Folks, before asking for it, make sure you can articulate how discovery into the plaintiff’s use of social networking sites is “reasonably calculated to lead to the discovery of admissible evidence.”
That’s the lesson of this new New York appellate case, McCann v. Harleysville Insurance Co., CA 10-00612, slip op. (N.Y.A.D. 4th Dept. Nov. 12, 2010). Don’t be like the (because we’re a defense-side blog, we’ll omit the adjectives we’re tempted to type) defendant in McCann, and just rotely demand a blanket “authorization for plaintiff’s Facebook account.” Slip op. at 1. You might well get back one of these:
We conclude . . . that the Supreme Court properly denied defendant’s motion “as overly broad,” without prejudice “to service of new, proper discovery demands.”
Id.
Why?
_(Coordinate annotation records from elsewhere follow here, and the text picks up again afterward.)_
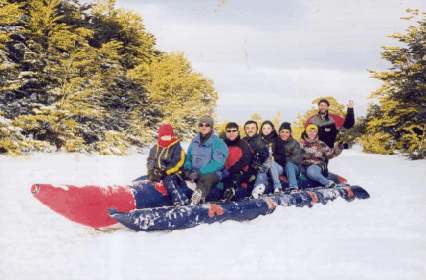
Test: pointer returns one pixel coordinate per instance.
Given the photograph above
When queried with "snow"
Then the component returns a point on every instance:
(383, 237)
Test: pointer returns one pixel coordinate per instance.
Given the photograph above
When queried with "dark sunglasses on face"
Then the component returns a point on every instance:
(204, 124)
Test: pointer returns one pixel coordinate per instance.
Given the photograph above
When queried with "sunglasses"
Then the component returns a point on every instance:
(204, 124)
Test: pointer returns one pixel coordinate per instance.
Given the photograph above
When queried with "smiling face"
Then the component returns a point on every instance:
(323, 107)
(231, 133)
(250, 129)
(266, 129)
(204, 128)
(312, 133)
(285, 134)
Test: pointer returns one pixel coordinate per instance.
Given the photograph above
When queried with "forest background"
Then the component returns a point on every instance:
(80, 77)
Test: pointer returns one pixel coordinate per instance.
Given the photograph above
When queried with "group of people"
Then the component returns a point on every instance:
(234, 167)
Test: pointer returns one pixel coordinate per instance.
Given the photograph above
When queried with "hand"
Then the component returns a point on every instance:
(342, 145)
(193, 175)
(225, 173)
(158, 172)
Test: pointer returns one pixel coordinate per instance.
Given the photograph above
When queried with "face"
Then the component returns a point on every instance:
(323, 107)
(266, 129)
(166, 137)
(312, 133)
(231, 133)
(285, 134)
(204, 128)
(250, 129)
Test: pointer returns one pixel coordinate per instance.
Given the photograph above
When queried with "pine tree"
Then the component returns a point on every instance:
(400, 117)
(335, 108)
(179, 95)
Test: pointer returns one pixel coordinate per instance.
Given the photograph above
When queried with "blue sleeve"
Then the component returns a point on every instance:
(188, 159)
(219, 155)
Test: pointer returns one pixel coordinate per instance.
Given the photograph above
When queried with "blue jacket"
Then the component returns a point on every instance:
(208, 157)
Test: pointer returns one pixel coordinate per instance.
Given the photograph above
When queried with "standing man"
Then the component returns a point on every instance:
(205, 159)
(288, 156)
(260, 151)
(237, 164)
(327, 124)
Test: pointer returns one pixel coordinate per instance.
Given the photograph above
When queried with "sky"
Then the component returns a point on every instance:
(277, 56)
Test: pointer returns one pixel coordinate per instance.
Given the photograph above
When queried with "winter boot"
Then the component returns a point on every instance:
(258, 191)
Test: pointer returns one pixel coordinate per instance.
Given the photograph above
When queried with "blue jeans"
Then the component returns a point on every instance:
(176, 190)
(292, 171)
(261, 178)
(314, 172)
(276, 170)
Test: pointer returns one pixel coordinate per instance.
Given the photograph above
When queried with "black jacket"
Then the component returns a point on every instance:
(327, 126)
(258, 148)
(287, 151)
(239, 156)
(170, 160)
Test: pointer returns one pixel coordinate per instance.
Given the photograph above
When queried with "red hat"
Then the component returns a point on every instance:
(166, 135)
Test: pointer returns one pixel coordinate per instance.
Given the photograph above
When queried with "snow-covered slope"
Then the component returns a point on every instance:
(383, 237)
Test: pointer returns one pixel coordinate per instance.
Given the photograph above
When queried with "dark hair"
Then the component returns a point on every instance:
(251, 122)
(232, 125)
(323, 100)
(274, 131)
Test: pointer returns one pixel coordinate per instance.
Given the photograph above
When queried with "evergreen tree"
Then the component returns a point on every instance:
(398, 120)
(335, 108)
(178, 95)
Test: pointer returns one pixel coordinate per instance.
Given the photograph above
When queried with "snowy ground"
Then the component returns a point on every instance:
(380, 238)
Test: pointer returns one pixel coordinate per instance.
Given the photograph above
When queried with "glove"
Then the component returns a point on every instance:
(225, 173)
(158, 172)
(229, 194)
(156, 175)
(343, 145)
(258, 167)
(193, 175)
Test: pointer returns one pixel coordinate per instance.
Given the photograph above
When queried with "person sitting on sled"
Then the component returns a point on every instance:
(287, 157)
(164, 164)
(268, 134)
(315, 154)
(327, 127)
(260, 153)
(205, 159)
(237, 164)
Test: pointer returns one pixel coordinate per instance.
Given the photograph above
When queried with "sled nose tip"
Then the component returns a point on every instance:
(35, 189)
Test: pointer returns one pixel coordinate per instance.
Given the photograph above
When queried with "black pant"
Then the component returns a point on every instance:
(206, 182)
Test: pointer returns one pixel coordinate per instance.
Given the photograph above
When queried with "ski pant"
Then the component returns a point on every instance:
(177, 191)
(314, 172)
(261, 178)
(276, 170)
(215, 194)
(206, 182)
(292, 171)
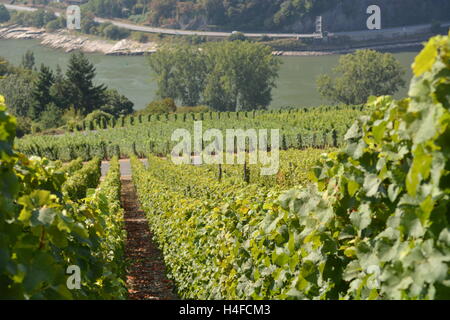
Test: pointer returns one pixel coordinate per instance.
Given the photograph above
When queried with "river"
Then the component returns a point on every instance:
(132, 76)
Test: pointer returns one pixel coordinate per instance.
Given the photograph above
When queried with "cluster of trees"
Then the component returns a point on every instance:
(225, 76)
(292, 15)
(360, 75)
(43, 98)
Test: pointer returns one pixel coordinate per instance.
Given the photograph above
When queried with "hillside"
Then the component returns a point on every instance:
(270, 15)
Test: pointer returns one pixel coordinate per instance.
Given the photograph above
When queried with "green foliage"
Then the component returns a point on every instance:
(43, 232)
(153, 134)
(28, 60)
(51, 117)
(360, 75)
(374, 225)
(41, 91)
(385, 198)
(4, 14)
(81, 91)
(226, 76)
(114, 32)
(117, 104)
(180, 72)
(162, 106)
(87, 177)
(17, 89)
(197, 109)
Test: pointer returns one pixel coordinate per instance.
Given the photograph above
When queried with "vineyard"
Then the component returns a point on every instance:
(359, 208)
(318, 128)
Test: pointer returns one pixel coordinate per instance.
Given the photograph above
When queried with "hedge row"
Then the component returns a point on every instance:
(87, 177)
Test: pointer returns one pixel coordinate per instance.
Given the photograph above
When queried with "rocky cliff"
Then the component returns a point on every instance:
(70, 41)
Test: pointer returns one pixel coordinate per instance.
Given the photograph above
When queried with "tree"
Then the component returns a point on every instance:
(4, 14)
(51, 117)
(241, 76)
(83, 94)
(225, 76)
(41, 91)
(28, 60)
(361, 75)
(117, 104)
(17, 89)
Well, courts still aren’t comfortable with how to treat all this new-fangled stuff. We don’t think it’s any different than a plaintiff keeping a diary and letting other people read it. But courts might, so be careful out there – Facebook isn’t (yet) like a plaintiff’s medical records where relevance and discoverability is presumed. A defendant can get back the same type of “fishing expedition” objection that our side makes (or would like to make) in personal injury litigation:
Indeed, defendant essentially sought permission to conduct “a fishing expedition” into plaintiff’s Facebook account based on the mere hope of finding relevant evidence.
Slip op. at 1-2 (this is one of the N.Y.A.D.’s typically cryptic memorandum opinions; we’re doing the best we can).
Still, even for a defendant caught out not being able to justify an overly ambitious discovery request, all was not lost. The McCann court vacated a protective order that the trial court (that’s a “Supreme Court” in New York’s peculiar parlance) had entered. Facebook material is not categorically exempt from discovery, once a defendant is able to articulate a plausible reason: “Under the circumstances presented here, the court
abused its discretion in prohibiting defendant from seeking disclosure of plaintiff’s Facebook account at a future date.” Slip op. at 2.
That really shouldn’t be too hard to do, if a defendant in a serious personal injury action simply takes the time to look at the public portions of the account – as a more diligent defendant did in the McMillan case we recently discussed. If the plaintiff is posting about, for example, anything that arguably concerns some activity that the complaint claims s/he’s no longer able to do as well as before – that should be all that’s necessary. But as McCann reminds us, ya gotta bring something to the table.